Putin's actions in Ukraine do pose a challenge to progressives, who must begin to think carefully about America's proper posture in the world. Where we move back, other powers may move in, and often with unfortunate and destabilizing results.Whether we like it or not, he's right. For the last 60 years, the United States has either dominated global affairs or shared that stage during the Cold War with the Soviet Union. To simply decry that kind of hegemony is not enough. We have to be realistic about the alternatives.
In order to do that we have to discard the notion that the only form of power is military dominance. Whether its the U.S. in Viet Nam/Iraq or Russia in Afghanistan - we've learned the hard way that military dominance doesn't work.
I thought of that last night when I watched the movie Mandela: The Long Walk to Freedom. As the white South African government initially responded to peaceful protests with violence, I thought to myself, "when are people finally going to realize that doesn't work?" It took another 30 years and too many lives, but black South Africans finally prevailed in their quest to rid the country of apartheid.
Throughout the movie, Mandela and members of the ANC made the point that one individual alone did not have the power to change things - but that as 2..3...4...5... came together, they had the power to prevail.
That, my friends, is the lesson we all need to learn - the power of partnership.
At this moment in history, we might only have a couple more years in which the United States is led by someone who understands this.
...human history has often been a record of nations and tribes -- and, yes, religions -- subjugating one another in pursuit of their own interests.

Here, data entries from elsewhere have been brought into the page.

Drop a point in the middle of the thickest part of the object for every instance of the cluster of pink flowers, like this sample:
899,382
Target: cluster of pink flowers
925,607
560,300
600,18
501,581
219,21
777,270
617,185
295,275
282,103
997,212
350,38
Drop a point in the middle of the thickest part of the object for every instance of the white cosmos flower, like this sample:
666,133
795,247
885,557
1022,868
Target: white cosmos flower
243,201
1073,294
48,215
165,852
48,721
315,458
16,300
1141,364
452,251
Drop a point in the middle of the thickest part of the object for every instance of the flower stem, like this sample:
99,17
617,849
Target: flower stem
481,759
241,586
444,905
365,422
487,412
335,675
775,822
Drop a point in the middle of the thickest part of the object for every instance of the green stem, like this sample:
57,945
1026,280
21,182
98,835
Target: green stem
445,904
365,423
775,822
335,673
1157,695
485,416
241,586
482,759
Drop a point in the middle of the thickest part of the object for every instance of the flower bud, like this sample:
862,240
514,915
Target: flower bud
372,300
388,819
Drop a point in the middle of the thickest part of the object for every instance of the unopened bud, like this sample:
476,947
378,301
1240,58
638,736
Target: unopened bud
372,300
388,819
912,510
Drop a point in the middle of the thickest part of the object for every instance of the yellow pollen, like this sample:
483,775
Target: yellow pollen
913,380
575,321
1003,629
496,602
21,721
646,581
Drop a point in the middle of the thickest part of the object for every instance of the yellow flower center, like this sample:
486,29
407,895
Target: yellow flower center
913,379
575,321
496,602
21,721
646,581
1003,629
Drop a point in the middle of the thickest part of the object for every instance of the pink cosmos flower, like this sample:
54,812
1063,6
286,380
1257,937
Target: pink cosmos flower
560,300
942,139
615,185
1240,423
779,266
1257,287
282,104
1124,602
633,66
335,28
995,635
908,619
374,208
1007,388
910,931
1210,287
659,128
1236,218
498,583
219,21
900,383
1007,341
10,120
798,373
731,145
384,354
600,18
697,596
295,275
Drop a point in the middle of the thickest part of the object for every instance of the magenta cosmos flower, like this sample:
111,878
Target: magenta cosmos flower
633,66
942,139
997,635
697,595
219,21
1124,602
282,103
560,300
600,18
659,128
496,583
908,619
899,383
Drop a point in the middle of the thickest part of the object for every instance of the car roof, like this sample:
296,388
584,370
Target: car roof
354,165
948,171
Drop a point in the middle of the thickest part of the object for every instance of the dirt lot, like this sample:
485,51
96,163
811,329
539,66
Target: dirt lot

Yet in this new age, such attitudes are self-defeating. Given our interdependence, any world order that elevates one nation or group of people over another will inevitably fail. So whatever we think of the past, we must not be prisoners to it. Our problems must be dealt with through partnership; our progress must be shared.As we watch President Obama try to harness that power of partnership to deal with what is happening in the Ukraine, or Iran, or Syria, we are watching a Great Experiment at work (the one originally envisioned by FDR). Can the nations of the world come together to deal with these challenges via partnership rather than letting them escalate into military confrontations where the elites of the world send their people to die as they play out their power games?
We know that the neocons haven't learned this lesson. But what about American progressives? Do we see the Great Experiment at play and recognize what is at stake? Or are we too enamored with our cynicism to see what's going on?